Honestly, I'm shit confused about a few things. Oh yeah I know, I know, as usual. I thought I would never go back to what I was a few years ago. The love lorn, short tempered, deep thinking, foolish woman. But I seem to be getting there again. At times I feel I'm falling in love, and the next minute I'm cursing the word. One day I feel I'm doing a great job at getting over and the next day I'm drowning myself in nostalgia. The crush and the feelings are going through a serious to and fro. Today it has been on an eternal low and I hate myself for the way I behaved today. I hurt myself and someone else. I'm sleep deprived I guess.
When he's not around I miss him like crazy waiting for him to return. I mistake this for love. When he's back I don't feel a thing and end up ignoring him. This episode is seriously not looking good. I'm also not able to figure out what he's thinking which is adding on to the frustration. I don't want to lose him as a friend. I can't lose him. But, we are drifting apart. This is the first time I'm feeling this. We have had our moments, but we have never let the awkwardness get to us. But that seems to be coming to an end now. Yes, we are drifting apart. And I'm not liking it. But, if it has to end, let it. For good. I don't want to live in uncertainty again. Not again. Never.
I seem to have this horrible need to have someone around me always. I always have had someone around and that too more often than not, the opposite sex. Friends. Even if I'm alone for a few minutes I tend to feel paralysed. I had phased out sometime earlier and had learnt to enjoy solitude. But then wham! A whole lot of people poured back into my life sweeping into my 'me' time. As I was trying to kick the 'butt' I realised that it is fairly easy to quit habits than people. When you have had someone around you all the time and suddenly that person goes missing, life seems dull. This is so not done. This is not me. The Lioness always preys alone. What the fuck is going on?

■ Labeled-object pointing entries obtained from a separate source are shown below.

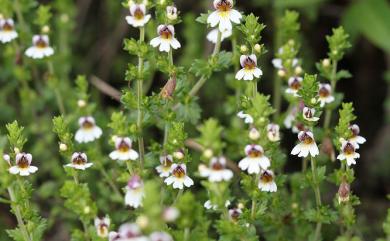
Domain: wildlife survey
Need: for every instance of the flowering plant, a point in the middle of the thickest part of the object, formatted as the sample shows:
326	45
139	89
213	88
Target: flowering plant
150	167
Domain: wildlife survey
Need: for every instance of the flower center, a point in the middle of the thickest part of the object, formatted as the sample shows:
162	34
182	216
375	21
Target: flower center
79	160
165	33
349	149
23	163
138	14
266	177
323	92
179	172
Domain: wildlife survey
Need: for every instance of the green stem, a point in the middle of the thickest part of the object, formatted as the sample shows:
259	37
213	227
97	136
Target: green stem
317	193
328	113
141	147
18	215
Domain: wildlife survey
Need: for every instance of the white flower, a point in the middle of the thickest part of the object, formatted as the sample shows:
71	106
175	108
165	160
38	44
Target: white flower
217	171
255	159
306	145
248	119
138	17
171	12
308	114
165	168
267	182
134	192
102	225
129	232
348	152
249	69
358	140
88	130
23	165
325	94
79	161
40	48
273	132
212	36
294	84
123	150
166	38
179	177
224	15
7	30
160	236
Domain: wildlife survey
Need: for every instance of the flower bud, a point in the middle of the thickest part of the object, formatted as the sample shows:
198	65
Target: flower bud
243	48
142	221
254	134
326	62
81	103
63	147
344	191
208	153
257	48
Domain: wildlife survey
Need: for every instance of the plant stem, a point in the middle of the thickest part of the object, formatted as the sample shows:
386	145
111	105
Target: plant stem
328	113
18	215
317	193
141	147
203	79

I need to give this up. No, I'm not emotionally dependent on anyone. But I probably don't trust me with myself anymore. With my thoughts I mean. Called up my best friend to vent sometime back. She told me to stop thinking about others and think about myself for sometime. Its funny that most of the people in my life think that I'm so self obsessed that I only think about myself. See, I'm not the only confused one out here. I'm not the misfit. She's right. I've begun to think too much of late. The mission to sort my life has taken a toll on me to such an extent that I'm only concerned about trying to fit in the right pieces than myself. Not right. I can't depend on anyone like this. I'm an independent freak for everything else but this. I need to change. I need to learn to be alone or make myself stronger to not notice the difference when some one's gone. We start work on this today. Now.
The post turned out to be longer than I expected, but I just wanted to vent. Feeling a bit better now. Wait, just saw the first look of 'Zindagi Na Milegi Dobara'. Feeling a lot better now.